To add fuel to the fire of change, Toto already had locked in a national distribution deal with Vitamin Shoppe when it decided to revamp its cookie product and was gearing up for a roll out in February 2023. Luckily, the brand was able to find an experienced cookie manufacturing partner who, while new to working with adaptogens, was willing to collaborate.

“I’ve had a lot of time to figure out what brands are really credible, where the sourcing is, what the potency is [for our adaptogenic ingredients],” Webb said. “But [the success of this partnership] was really a combination of our manufacturer putting his best suppliers forward for the ingredients that he already had contacts to and me putting my best contacts together for the ingredients that he wasn’t used to working with before.”

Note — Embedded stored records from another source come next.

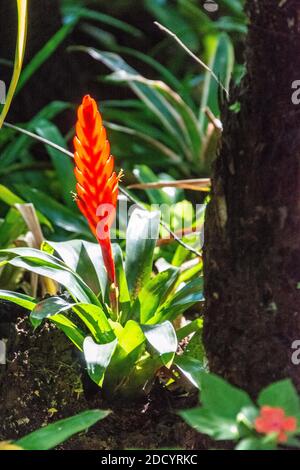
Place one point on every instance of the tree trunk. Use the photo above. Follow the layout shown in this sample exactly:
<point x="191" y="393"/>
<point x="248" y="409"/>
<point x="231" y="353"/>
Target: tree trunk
<point x="252" y="234"/>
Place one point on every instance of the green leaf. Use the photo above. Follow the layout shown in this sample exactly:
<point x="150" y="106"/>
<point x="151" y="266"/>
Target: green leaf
<point x="94" y="15"/>
<point x="45" y="52"/>
<point x="156" y="196"/>
<point x="58" y="214"/>
<point x="255" y="443"/>
<point x="19" y="56"/>
<point x="98" y="357"/>
<point x="141" y="236"/>
<point x="85" y="258"/>
<point x="19" y="299"/>
<point x="48" y="308"/>
<point x="96" y="321"/>
<point x="185" y="298"/>
<point x="191" y="368"/>
<point x="281" y="394"/>
<point x="207" y="422"/>
<point x="220" y="50"/>
<point x="51" y="308"/>
<point x="69" y="328"/>
<point x="24" y="142"/>
<point x="46" y="265"/>
<point x="56" y="433"/>
<point x="163" y="340"/>
<point x="11" y="228"/>
<point x="124" y="296"/>
<point x="130" y="339"/>
<point x="153" y="294"/>
<point x="7" y="196"/>
<point x="62" y="164"/>
<point x="222" y="398"/>
<point x="155" y="101"/>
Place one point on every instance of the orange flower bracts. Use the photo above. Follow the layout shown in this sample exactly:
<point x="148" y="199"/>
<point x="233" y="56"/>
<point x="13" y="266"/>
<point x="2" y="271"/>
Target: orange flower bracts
<point x="97" y="183"/>
<point x="274" y="420"/>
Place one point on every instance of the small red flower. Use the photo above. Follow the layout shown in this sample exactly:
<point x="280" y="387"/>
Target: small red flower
<point x="97" y="183"/>
<point x="274" y="420"/>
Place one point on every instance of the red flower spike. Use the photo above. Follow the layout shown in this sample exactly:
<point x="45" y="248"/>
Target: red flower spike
<point x="273" y="420"/>
<point x="97" y="183"/>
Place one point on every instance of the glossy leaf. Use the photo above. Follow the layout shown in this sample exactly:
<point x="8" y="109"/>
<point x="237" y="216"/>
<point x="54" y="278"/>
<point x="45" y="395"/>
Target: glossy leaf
<point x="98" y="357"/>
<point x="281" y="394"/>
<point x="153" y="294"/>
<point x="62" y="164"/>
<point x="184" y="298"/>
<point x="163" y="340"/>
<point x="142" y="233"/>
<point x="191" y="368"/>
<point x="17" y="298"/>
<point x="54" y="434"/>
<point x="85" y="258"/>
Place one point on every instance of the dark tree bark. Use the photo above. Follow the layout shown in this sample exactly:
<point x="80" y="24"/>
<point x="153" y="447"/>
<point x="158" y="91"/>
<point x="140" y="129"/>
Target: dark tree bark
<point x="252" y="242"/>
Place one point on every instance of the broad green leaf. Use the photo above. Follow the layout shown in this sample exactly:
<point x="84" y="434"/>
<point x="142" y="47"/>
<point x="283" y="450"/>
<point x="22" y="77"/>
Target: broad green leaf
<point x="24" y="142"/>
<point x="221" y="398"/>
<point x="9" y="198"/>
<point x="153" y="294"/>
<point x="153" y="99"/>
<point x="131" y="345"/>
<point x="11" y="228"/>
<point x="19" y="299"/>
<point x="45" y="52"/>
<point x="124" y="296"/>
<point x="94" y="15"/>
<point x="163" y="340"/>
<point x="56" y="433"/>
<point x="191" y="368"/>
<point x="98" y="357"/>
<point x="96" y="321"/>
<point x="256" y="443"/>
<point x="48" y="308"/>
<point x="85" y="258"/>
<point x="156" y="196"/>
<point x="184" y="298"/>
<point x="281" y="394"/>
<point x="51" y="308"/>
<point x="142" y="233"/>
<point x="185" y="121"/>
<point x="70" y="329"/>
<point x="47" y="265"/>
<point x="220" y="50"/>
<point x="205" y="421"/>
<point x="58" y="214"/>
<point x="62" y="164"/>
<point x="19" y="56"/>
<point x="195" y="326"/>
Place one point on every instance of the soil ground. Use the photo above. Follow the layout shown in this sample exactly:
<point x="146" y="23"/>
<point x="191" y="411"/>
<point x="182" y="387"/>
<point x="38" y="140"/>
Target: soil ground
<point x="44" y="381"/>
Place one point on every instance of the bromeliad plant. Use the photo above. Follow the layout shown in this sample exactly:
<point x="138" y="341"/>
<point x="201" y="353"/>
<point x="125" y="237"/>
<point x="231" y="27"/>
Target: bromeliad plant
<point x="118" y="314"/>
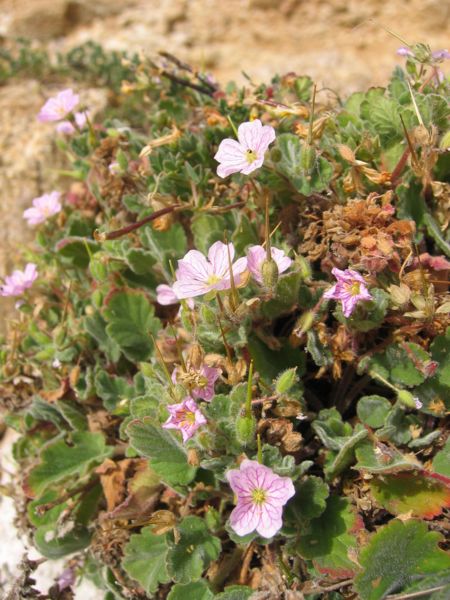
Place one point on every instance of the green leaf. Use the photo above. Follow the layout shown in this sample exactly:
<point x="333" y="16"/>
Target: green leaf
<point x="440" y="352"/>
<point x="269" y="363"/>
<point x="207" y="229"/>
<point x="140" y="261"/>
<point x="383" y="459"/>
<point x="346" y="455"/>
<point x="131" y="321"/>
<point x="286" y="295"/>
<point x="373" y="410"/>
<point x="198" y="590"/>
<point x="419" y="494"/>
<point x="235" y="592"/>
<point x="441" y="462"/>
<point x="195" y="550"/>
<point x="145" y="559"/>
<point x="167" y="456"/>
<point x="112" y="389"/>
<point x="96" y="327"/>
<point x="60" y="461"/>
<point x="396" y="556"/>
<point x="330" y="538"/>
<point x="77" y="251"/>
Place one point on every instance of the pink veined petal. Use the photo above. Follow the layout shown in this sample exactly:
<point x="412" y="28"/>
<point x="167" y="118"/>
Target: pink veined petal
<point x="245" y="518"/>
<point x="230" y="152"/>
<point x="255" y="258"/>
<point x="238" y="483"/>
<point x="186" y="289"/>
<point x="270" y="521"/>
<point x="193" y="266"/>
<point x="250" y="167"/>
<point x="356" y="276"/>
<point x="249" y="134"/>
<point x="33" y="216"/>
<point x="218" y="257"/>
<point x="281" y="490"/>
<point x="331" y="293"/>
<point x="341" y="275"/>
<point x="348" y="305"/>
<point x="283" y="261"/>
<point x="66" y="128"/>
<point x="165" y="295"/>
<point x="266" y="138"/>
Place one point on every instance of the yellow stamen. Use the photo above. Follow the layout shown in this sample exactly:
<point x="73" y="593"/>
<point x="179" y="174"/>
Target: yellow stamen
<point x="251" y="156"/>
<point x="258" y="496"/>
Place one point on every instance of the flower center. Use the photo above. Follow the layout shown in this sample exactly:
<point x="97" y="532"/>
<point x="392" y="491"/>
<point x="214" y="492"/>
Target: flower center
<point x="213" y="279"/>
<point x="186" y="418"/>
<point x="354" y="288"/>
<point x="258" y="496"/>
<point x="250" y="156"/>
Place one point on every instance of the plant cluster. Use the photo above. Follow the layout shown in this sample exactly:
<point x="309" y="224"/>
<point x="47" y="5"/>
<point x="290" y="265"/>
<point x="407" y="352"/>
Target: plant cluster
<point x="230" y="365"/>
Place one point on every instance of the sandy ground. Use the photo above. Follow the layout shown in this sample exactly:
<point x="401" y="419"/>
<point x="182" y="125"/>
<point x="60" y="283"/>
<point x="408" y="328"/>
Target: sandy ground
<point x="340" y="43"/>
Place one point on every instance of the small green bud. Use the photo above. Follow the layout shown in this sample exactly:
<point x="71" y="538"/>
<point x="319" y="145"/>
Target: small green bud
<point x="97" y="298"/>
<point x="303" y="267"/>
<point x="307" y="157"/>
<point x="407" y="399"/>
<point x="444" y="144"/>
<point x="286" y="380"/>
<point x="269" y="272"/>
<point x="245" y="430"/>
<point x="59" y="335"/>
<point x="276" y="155"/>
<point x="98" y="267"/>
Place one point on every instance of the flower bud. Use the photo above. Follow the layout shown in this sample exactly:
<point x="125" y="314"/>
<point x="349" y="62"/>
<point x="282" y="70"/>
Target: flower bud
<point x="286" y="380"/>
<point x="303" y="267"/>
<point x="307" y="157"/>
<point x="193" y="458"/>
<point x="275" y="154"/>
<point x="407" y="399"/>
<point x="269" y="272"/>
<point x="245" y="429"/>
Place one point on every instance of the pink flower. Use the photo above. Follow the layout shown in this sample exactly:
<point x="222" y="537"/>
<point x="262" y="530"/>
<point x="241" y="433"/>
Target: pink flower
<point x="186" y="417"/>
<point x="19" y="281"/>
<point x="349" y="289"/>
<point x="58" y="107"/>
<point x="43" y="208"/>
<point x="256" y="255"/>
<point x="199" y="381"/>
<point x="403" y="51"/>
<point x="67" y="128"/>
<point x="197" y="275"/>
<point x="114" y="168"/>
<point x="247" y="154"/>
<point x="443" y="54"/>
<point x="261" y="495"/>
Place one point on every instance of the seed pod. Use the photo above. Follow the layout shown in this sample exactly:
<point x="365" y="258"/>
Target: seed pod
<point x="307" y="158"/>
<point x="245" y="429"/>
<point x="286" y="380"/>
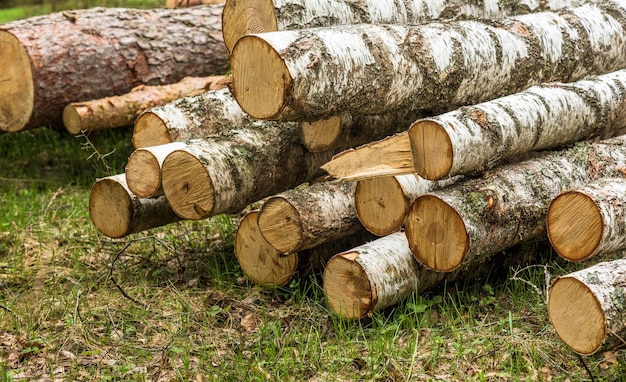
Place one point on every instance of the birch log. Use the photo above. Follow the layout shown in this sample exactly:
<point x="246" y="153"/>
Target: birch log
<point x="589" y="220"/>
<point x="306" y="217"/>
<point x="100" y="52"/>
<point x="540" y="118"/>
<point x="242" y="17"/>
<point x="118" y="111"/>
<point x="587" y="307"/>
<point x="466" y="223"/>
<point x="317" y="73"/>
<point x="116" y="212"/>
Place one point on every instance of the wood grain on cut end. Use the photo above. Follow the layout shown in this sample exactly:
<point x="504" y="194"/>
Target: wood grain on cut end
<point x="321" y="135"/>
<point x="259" y="261"/>
<point x="110" y="208"/>
<point x="436" y="233"/>
<point x="143" y="174"/>
<point x="381" y="205"/>
<point x="150" y="130"/>
<point x="16" y="84"/>
<point x="432" y="150"/>
<point x="576" y="315"/>
<point x="242" y="17"/>
<point x="187" y="185"/>
<point x="280" y="224"/>
<point x="260" y="78"/>
<point x="575" y="226"/>
<point x="347" y="287"/>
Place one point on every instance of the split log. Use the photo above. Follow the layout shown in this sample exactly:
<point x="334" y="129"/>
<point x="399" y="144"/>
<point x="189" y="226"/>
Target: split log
<point x="143" y="169"/>
<point x="118" y="111"/>
<point x="540" y="118"/>
<point x="589" y="220"/>
<point x="306" y="217"/>
<point x="101" y="52"/>
<point x="116" y="212"/>
<point x="587" y="307"/>
<point x="466" y="223"/>
<point x="242" y="17"/>
<point x="382" y="203"/>
<point x="316" y="73"/>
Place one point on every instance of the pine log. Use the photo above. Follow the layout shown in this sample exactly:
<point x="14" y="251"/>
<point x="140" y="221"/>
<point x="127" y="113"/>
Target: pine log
<point x="540" y="118"/>
<point x="143" y="169"/>
<point x="587" y="307"/>
<point x="100" y="52"/>
<point x="116" y="212"/>
<point x="118" y="111"/>
<point x="316" y="73"/>
<point x="589" y="220"/>
<point x="466" y="223"/>
<point x="382" y="203"/>
<point x="242" y="17"/>
<point x="306" y="217"/>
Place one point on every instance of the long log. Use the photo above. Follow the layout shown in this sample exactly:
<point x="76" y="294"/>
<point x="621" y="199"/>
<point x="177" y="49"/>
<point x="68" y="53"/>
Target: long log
<point x="589" y="220"/>
<point x="100" y="52"/>
<point x="540" y="118"/>
<point x="116" y="212"/>
<point x="242" y="17"/>
<point x="118" y="111"/>
<point x="466" y="223"/>
<point x="587" y="307"/>
<point x="317" y="73"/>
<point x="306" y="217"/>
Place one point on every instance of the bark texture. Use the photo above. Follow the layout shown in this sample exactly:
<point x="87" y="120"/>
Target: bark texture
<point x="589" y="220"/>
<point x="116" y="212"/>
<point x="101" y="52"/>
<point x="316" y="73"/>
<point x="466" y="223"/>
<point x="542" y="117"/>
<point x="588" y="308"/>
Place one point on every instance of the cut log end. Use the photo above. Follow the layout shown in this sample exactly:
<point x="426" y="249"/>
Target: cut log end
<point x="347" y="288"/>
<point x="381" y="205"/>
<point x="280" y="225"/>
<point x="258" y="260"/>
<point x="150" y="130"/>
<point x="574" y="225"/>
<point x="260" y="78"/>
<point x="321" y="135"/>
<point x="437" y="235"/>
<point x="110" y="208"/>
<point x="576" y="315"/>
<point x="187" y="185"/>
<point x="143" y="174"/>
<point x="432" y="150"/>
<point x="16" y="84"/>
<point x="241" y="18"/>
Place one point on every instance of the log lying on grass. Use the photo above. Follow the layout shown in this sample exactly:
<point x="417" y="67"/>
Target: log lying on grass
<point x="116" y="212"/>
<point x="317" y="73"/>
<point x="589" y="220"/>
<point x="466" y="223"/>
<point x="100" y="52"/>
<point x="587" y="307"/>
<point x="118" y="111"/>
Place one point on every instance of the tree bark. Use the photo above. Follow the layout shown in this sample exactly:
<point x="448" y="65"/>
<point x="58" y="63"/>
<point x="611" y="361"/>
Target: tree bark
<point x="317" y="73"/>
<point x="540" y="118"/>
<point x="101" y="52"/>
<point x="118" y="111"/>
<point x="589" y="220"/>
<point x="116" y="212"/>
<point x="306" y="217"/>
<point x="466" y="223"/>
<point x="587" y="307"/>
<point x="242" y="17"/>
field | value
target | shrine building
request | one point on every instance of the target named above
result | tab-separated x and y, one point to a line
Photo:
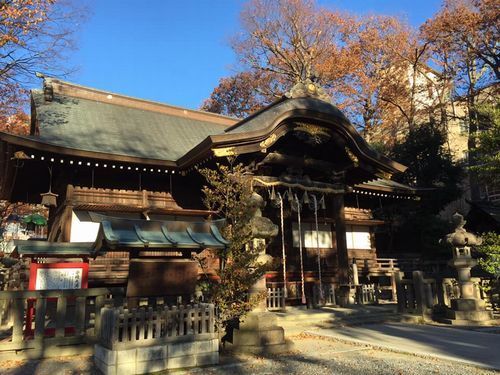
119	175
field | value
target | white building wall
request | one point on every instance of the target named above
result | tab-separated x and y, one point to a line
82	231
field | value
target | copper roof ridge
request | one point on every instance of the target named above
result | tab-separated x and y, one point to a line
90	93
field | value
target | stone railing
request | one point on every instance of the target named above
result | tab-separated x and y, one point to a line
275	299
145	340
77	195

Since making the shift to finished treats, Webb said the business “has taken off” and its path to scale has come clearly into focus. As of last summer, the product was only on shelf in about 50 retail stores, but has expanded to over 1,200 in the year since and expected to be in about 3,000 doors by the end of 2023. Toto recently launched into Sprouts stores nationwide and is also sold at Mothers Market, Gelsons, Bristol Farms as well as Gold’s Gym locations across the country.

What’s Ahead For Toto?

Webb and Quintard said this year is about expanding its retail partnerships and scaling production runs to match that demand. The brand is focused on natural and specialty stores first and hopes to secure space near checkout registers to help drive trial for the grab-and-go format.

“This year we are setting the foundation, getting those first 2500 to 3000 doors so that going into next year, we can really push into more of the mainstream retail space,” Quintard said.

In addition to its co-founders, the brand is also supported by CPG vet Jason Dorfman who joined as CCO late last year; Dorfman previously worked in sales at RxBar, Lenny and Larry’s, Clorox and Nestle throughout his career. The Toto team is also looking to hire a director of operations as it continues to scale.

“One of the strategies that’s really helped us grow fast is setting up operational systems with a focus on being able to move quickly, and not trying to over optimize for every cent, instead optimizing for product quality, speed, reliability.” said Quintard. “That’s helped us to make a lot of headway quickly. We know that we can always go back and find the small cost savings that might slow us down as a very small team later on when we have more resources.”